Beberapa karakter pun terasa inkonsisten, seperti Sang Komandan yang pada awalnya pada masa pendidikan terlihat begitu bijaksana dan penuh strategi, tapi pada saat pecah pertempuran malah tidak berpikir panjang dan semata-mata hanya ‘mengandalkan’ ridho Allah. Karakter Marius tiba-tiba bisa berubah jadi pengecut total hanya karena pecah adu senjata.
Ngga sedikit juga dialog-dialog yang ngga perlu, yang mungkin lebih bagus kalo bisa disampaikan dalam ‘bahasa’ visual, seperti adegan debat si Letnan dengan Sang Komandan sebelum maju bertempur membabi buta.
Selain itu ada hal yang menurut gue janggal karena gue baru tahu kalo aggressor Belanda mampu menyisir dan mengejar para pejuang Indonesia sampai masuk ke pelosok hutan dan gunung dengan berjalan kaki, mampu melakukan pertempuran malam di dalam hutan.
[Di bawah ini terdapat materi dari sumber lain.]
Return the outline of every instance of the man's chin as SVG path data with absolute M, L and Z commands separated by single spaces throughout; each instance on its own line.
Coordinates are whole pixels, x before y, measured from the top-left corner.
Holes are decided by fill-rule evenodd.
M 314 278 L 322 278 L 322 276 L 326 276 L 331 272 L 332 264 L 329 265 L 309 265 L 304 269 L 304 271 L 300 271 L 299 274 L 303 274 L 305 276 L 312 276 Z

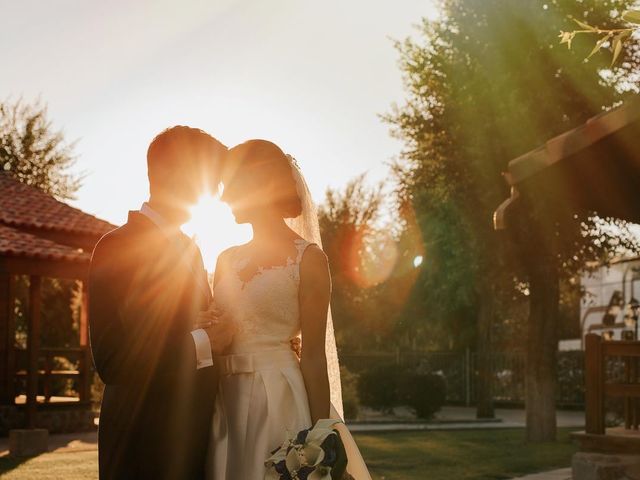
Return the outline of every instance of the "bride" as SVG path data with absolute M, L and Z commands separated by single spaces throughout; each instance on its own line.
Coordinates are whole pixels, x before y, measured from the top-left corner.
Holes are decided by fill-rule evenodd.
M 249 140 L 226 161 L 223 201 L 253 239 L 224 251 L 214 304 L 237 326 L 225 355 L 207 459 L 210 480 L 263 480 L 265 461 L 320 419 L 342 417 L 340 370 L 329 299 L 331 280 L 318 218 L 295 160 Z M 293 351 L 301 339 L 298 354 Z M 347 471 L 370 480 L 341 424 Z

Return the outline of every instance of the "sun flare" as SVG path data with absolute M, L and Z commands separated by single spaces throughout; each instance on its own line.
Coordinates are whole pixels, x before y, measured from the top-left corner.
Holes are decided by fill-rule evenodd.
M 191 209 L 191 219 L 182 226 L 182 230 L 200 247 L 204 266 L 210 273 L 223 250 L 251 239 L 251 228 L 238 225 L 231 209 L 212 195 L 200 198 Z

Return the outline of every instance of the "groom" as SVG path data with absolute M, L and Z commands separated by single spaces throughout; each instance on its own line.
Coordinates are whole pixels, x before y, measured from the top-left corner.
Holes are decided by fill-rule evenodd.
M 93 252 L 91 348 L 106 384 L 101 480 L 204 478 L 217 385 L 212 352 L 228 345 L 232 328 L 206 311 L 200 251 L 179 227 L 207 186 L 218 185 L 226 150 L 189 127 L 159 134 L 147 152 L 149 201 Z

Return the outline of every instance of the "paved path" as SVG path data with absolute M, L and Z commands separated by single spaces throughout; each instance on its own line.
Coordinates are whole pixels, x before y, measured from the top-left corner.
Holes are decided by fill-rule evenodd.
M 551 472 L 535 473 L 526 477 L 518 477 L 513 480 L 571 480 L 571 469 L 563 468 Z
M 98 432 L 49 435 L 50 452 L 85 452 L 98 449 Z M 9 455 L 9 439 L 0 438 L 0 457 Z
M 473 407 L 443 407 L 435 421 L 416 422 L 400 412 L 397 421 L 382 421 L 382 417 L 369 415 L 365 421 L 351 423 L 352 432 L 390 432 L 420 430 L 471 430 L 494 428 L 524 428 L 526 415 L 520 409 L 496 409 L 494 419 L 476 419 Z M 558 427 L 584 427 L 584 412 L 561 410 L 557 413 Z

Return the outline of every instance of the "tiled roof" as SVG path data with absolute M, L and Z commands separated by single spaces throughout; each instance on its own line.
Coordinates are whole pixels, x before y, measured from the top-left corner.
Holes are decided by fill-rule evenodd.
M 91 257 L 89 252 L 81 249 L 60 245 L 5 225 L 0 225 L 0 255 L 67 262 L 88 262 Z
M 0 223 L 96 237 L 116 228 L 4 172 L 0 173 Z

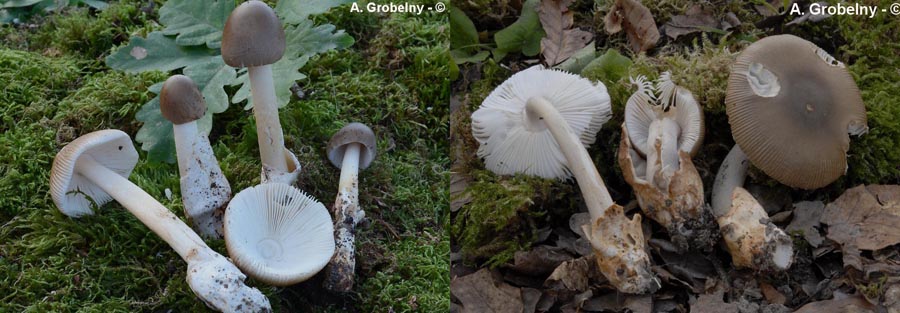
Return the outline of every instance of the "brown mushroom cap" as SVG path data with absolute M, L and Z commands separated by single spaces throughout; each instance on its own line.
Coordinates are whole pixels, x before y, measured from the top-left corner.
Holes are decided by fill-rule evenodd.
M 725 105 L 734 141 L 750 161 L 797 188 L 819 188 L 843 175 L 848 133 L 868 129 L 844 65 L 792 35 L 763 38 L 738 56 Z
M 63 214 L 71 217 L 93 214 L 92 203 L 100 206 L 112 201 L 106 191 L 75 171 L 84 155 L 125 178 L 138 162 L 131 137 L 117 129 L 98 130 L 63 147 L 50 168 L 50 197 Z
M 184 75 L 173 75 L 163 83 L 159 110 L 173 124 L 184 124 L 203 117 L 206 102 L 193 80 Z
M 362 123 L 347 124 L 334 133 L 334 136 L 331 136 L 331 141 L 328 142 L 326 148 L 328 160 L 334 166 L 341 167 L 341 162 L 344 161 L 344 150 L 351 143 L 363 145 L 363 149 L 359 152 L 359 168 L 369 167 L 369 164 L 375 159 L 375 133 L 369 126 Z
M 231 67 L 277 62 L 284 55 L 284 28 L 275 11 L 262 1 L 239 5 L 222 31 L 222 59 Z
Setau gue prajurit Eropa/Amerika tidak terlatih untuk pertempuran di dalam hutan, khususnya hutan tropis yang pekat seperti di Indonesia. Kalaupun ada yang mampu, itu baru terjadi 20 tahun kemudian dalam perang di Vietnam, itu pun kalah.
Puncak cerita yang dimulai pada bulan Juni 1947 ini masih belum jelas. Apakah nanti akan ditutup pada peristiwa besar Agresi Belanda I pada bulan Juli 1947? Ngga banyak ‘pengantar’ yang mengarah ke situ. Tentunya berbeda apabila mengambil cerita sebelum kemerdekaan yang pastinya berpuncak pada Proklamasi 17 Agustus 1945.
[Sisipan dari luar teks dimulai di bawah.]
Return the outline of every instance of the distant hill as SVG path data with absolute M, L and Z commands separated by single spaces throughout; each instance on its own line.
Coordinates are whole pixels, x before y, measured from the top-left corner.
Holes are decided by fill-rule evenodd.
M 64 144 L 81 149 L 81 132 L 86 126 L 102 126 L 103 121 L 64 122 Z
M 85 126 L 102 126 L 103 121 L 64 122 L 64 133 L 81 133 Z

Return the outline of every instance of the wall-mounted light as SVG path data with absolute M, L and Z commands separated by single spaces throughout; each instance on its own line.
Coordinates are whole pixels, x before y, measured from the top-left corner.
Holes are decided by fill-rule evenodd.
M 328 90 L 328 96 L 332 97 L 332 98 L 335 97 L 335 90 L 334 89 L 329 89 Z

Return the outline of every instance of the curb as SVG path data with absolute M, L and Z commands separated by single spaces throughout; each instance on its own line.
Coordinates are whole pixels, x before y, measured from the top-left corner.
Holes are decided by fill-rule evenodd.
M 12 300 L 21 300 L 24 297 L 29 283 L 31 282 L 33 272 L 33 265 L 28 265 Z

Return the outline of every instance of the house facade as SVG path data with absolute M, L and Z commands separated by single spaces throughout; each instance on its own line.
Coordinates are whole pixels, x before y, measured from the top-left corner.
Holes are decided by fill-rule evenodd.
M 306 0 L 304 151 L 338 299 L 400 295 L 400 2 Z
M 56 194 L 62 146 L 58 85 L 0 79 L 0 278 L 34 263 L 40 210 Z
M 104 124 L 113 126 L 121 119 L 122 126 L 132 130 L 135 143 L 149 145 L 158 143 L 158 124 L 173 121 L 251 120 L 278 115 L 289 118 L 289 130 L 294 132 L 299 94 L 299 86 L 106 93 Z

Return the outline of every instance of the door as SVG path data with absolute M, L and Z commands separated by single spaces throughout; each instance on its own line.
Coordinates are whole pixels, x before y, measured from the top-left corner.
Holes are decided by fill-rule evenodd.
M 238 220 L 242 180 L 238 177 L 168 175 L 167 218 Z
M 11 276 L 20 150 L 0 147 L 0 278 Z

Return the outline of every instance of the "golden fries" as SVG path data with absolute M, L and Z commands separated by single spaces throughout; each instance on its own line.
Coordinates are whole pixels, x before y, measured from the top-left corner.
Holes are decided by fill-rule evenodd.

Sekalipun begitu, baru kali ini gue liat film perjuangan kemerdekaan yang mana pejuang-pejuangnya nggak melulu berisikan orang-orang dengan nasionalisme tinggi dan berapi-api. Dalam film ini beberapa karakter bergabung dengan pejuang digambarkan karena sebab yang berbeda-beda, di antaranya memang mau pamer kegagahan dan yang satunya lagi demi membalas dendam karena seluruh keluarganya tewas di tangan aggressor Belanda.
Dan bagaimana pun juga, film ini cukup segar di antara film-film Indonesia mutakhir yang temanya nyaris seragam. Dan lagi film ini cukup cocok untuk menyambut ulang tahun kemerdekaan Indonesia tanggal 17 Agustus nanti.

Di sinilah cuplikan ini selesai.